Former Audubon Elementary site prepped as possible testing site
A bright yellow tent has been erected at the long vacant Audubon Elementary School on Egypt Road in Lower Providence Township. The tent will serve as a medical testing site for the coronavirus (COVID-19) if needed, according to Todd Stieritz, public affairs coordinator for the Montgomery County Department of Public Safety. Stieritz stressed that this is “part of the contingency plan that’s not operational at this time.” As of now, anyone experiencing symptoms and possibly exposed to COVID-19 is advised to call their doctor. If the former elementary school becomes activated as a testing site, the department will give the public ample notice, said Stieritz.
Source: MontgomeryNews.com; 3/13/2020 

Plymouth Township adopts International Fire Code
Plymouth Township enacted an ordinance adopting the International Fire Code in its entirety and made it part of the fire prevention code of the township. If there is any conflict with the International Fire Code and the Uniform Construction Code, the Uniform Construction Code prevails.

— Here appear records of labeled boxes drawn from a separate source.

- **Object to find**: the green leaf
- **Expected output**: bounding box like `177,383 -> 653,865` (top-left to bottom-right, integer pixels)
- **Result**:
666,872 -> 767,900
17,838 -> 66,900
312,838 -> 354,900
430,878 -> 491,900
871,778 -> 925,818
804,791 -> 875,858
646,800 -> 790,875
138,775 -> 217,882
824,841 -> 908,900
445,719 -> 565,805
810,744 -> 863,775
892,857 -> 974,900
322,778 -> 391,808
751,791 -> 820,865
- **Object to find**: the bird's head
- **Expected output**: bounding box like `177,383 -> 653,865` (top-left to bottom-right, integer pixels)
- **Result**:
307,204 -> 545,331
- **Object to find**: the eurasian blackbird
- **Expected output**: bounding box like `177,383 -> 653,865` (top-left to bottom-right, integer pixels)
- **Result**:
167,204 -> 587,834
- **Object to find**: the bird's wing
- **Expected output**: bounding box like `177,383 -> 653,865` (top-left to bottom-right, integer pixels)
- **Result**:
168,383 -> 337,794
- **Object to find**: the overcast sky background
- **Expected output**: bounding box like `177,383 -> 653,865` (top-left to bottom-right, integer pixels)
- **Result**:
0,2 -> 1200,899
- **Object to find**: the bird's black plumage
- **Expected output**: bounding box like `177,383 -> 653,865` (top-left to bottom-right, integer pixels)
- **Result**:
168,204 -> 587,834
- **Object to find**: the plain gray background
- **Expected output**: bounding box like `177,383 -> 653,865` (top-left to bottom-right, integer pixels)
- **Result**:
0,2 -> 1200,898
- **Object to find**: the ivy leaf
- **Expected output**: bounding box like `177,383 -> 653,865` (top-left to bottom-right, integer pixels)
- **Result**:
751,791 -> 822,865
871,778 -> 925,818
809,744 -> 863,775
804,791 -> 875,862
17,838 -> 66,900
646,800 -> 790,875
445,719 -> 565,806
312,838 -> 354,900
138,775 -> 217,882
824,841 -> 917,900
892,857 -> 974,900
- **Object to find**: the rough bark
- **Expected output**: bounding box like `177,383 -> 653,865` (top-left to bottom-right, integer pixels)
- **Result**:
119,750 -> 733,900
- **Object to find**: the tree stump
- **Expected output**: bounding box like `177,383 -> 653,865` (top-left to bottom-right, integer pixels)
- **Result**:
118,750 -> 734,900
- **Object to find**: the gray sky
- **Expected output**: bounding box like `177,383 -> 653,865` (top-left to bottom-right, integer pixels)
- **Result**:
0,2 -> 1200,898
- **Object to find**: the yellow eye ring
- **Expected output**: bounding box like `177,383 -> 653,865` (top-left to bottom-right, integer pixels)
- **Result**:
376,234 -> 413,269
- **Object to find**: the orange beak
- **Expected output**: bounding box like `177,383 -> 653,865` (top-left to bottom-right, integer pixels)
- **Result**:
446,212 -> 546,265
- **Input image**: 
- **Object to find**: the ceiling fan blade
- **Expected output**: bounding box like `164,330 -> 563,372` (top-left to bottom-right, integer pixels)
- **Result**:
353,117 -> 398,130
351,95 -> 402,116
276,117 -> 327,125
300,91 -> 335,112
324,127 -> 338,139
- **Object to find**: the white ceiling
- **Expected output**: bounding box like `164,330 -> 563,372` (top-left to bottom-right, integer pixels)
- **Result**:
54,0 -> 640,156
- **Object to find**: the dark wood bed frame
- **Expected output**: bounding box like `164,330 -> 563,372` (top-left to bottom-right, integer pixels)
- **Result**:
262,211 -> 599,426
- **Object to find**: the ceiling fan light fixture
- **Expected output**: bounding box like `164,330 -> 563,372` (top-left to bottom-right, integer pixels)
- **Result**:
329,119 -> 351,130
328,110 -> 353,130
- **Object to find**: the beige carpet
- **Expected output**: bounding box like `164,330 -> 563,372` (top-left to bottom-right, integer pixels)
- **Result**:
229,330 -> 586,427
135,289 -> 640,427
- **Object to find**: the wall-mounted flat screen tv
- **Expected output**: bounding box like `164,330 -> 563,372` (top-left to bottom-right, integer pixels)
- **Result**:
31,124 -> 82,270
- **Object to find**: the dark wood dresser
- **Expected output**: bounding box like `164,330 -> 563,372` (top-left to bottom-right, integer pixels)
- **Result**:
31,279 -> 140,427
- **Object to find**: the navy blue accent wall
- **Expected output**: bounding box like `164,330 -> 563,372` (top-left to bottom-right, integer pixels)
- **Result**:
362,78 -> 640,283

Prior to the issuance of an operational permit, pursuant to Section 105.6 of the International Fire Code, each business shall pay a fee, as specified in the township fee schedule, and Plymouth Township shall inspect each business. A complete copy of the text of the ordinance may be examined without charge at the Plymouth Township Municipal Building, 700 Belvoir Road.

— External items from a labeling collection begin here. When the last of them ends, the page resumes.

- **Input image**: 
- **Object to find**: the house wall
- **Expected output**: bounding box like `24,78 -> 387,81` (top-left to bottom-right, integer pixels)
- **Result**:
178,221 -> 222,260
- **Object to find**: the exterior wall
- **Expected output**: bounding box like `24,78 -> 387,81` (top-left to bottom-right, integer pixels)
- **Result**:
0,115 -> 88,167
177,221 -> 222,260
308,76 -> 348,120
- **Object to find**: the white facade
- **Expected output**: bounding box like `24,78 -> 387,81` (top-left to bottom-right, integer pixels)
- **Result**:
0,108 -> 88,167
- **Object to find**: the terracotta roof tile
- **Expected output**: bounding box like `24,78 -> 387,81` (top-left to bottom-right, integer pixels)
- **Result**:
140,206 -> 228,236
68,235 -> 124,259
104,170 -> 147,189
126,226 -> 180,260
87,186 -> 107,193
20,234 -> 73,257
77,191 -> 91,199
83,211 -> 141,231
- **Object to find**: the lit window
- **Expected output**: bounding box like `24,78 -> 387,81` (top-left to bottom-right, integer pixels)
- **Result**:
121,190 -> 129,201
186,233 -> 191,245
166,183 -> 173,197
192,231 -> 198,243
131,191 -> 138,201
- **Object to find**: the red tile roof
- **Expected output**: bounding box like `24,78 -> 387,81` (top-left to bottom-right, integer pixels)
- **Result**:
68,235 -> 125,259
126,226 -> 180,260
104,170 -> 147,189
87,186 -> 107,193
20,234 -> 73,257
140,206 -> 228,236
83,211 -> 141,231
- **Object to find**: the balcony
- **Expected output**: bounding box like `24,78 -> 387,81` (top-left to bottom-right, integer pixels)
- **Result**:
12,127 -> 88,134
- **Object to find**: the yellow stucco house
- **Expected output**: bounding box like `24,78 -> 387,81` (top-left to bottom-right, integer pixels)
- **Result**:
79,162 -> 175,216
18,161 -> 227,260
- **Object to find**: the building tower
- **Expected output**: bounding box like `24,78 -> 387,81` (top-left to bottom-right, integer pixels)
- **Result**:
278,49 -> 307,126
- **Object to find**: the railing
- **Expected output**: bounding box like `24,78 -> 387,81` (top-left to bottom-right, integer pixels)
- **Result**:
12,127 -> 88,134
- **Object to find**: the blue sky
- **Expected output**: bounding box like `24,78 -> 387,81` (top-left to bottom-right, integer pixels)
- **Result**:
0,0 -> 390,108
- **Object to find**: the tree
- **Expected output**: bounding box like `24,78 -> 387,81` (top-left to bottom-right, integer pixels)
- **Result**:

Source: Times Herald; 3/13/2020

Philadelphia

Philadelphia Land Bank pauses plan to redevelop Kensington gardens into housing
The Philadelphia Land Bank, a quasi-governmental entity, is proposing to lease 59 vacant lots in about four city blocks to Asociación Puertorriqueños en Marcha (APM) for five years. But after hearing public comments at a meeting, the land bank board unanimously decided to postpone any decision on taking the city land until a community meeting took place. Under the proposal, the nonprofit agency would lease the land — situated between West Norris, Berks, 3rd and 4th streets — for $59 a year while it worked to develop a plan for new housing designed to meet a growing need for both affordable and market-rate housing in the fast-gentrifying area. Neighbors say the project would displace them and cost the neighborhood needed community space. The mixed-income housing development — financed with a mix of private equity, public subsidy and other sources — would be built in partnership with Scannapieco Development Corporation, the company behind some of the highest-end condo buildings in the city. The APM-Scannapieco joint venture is still in its early phases with many details still not finalized. According to the proposal presented to the Philadelphia Land Bank, 51% of the homes will be sold to persons earning between 61% to 120% of area median income, which was $72,100 for a household of four in 2019. The remaining 49% would be sold at market-rate prices, according to the proposal. Neighbors who have been using some of the vacant lots for gardens and yards for decades found out about the project last week when signs posted by land bank popped up in each of the 59 parcels. At least 10 of the 59 lots are currently in use by residents of the neighborhood, a working-class Puerto Rican and African-American enclave. The signs said residents could give comments to the board but didn’t include a time or location of the meeting.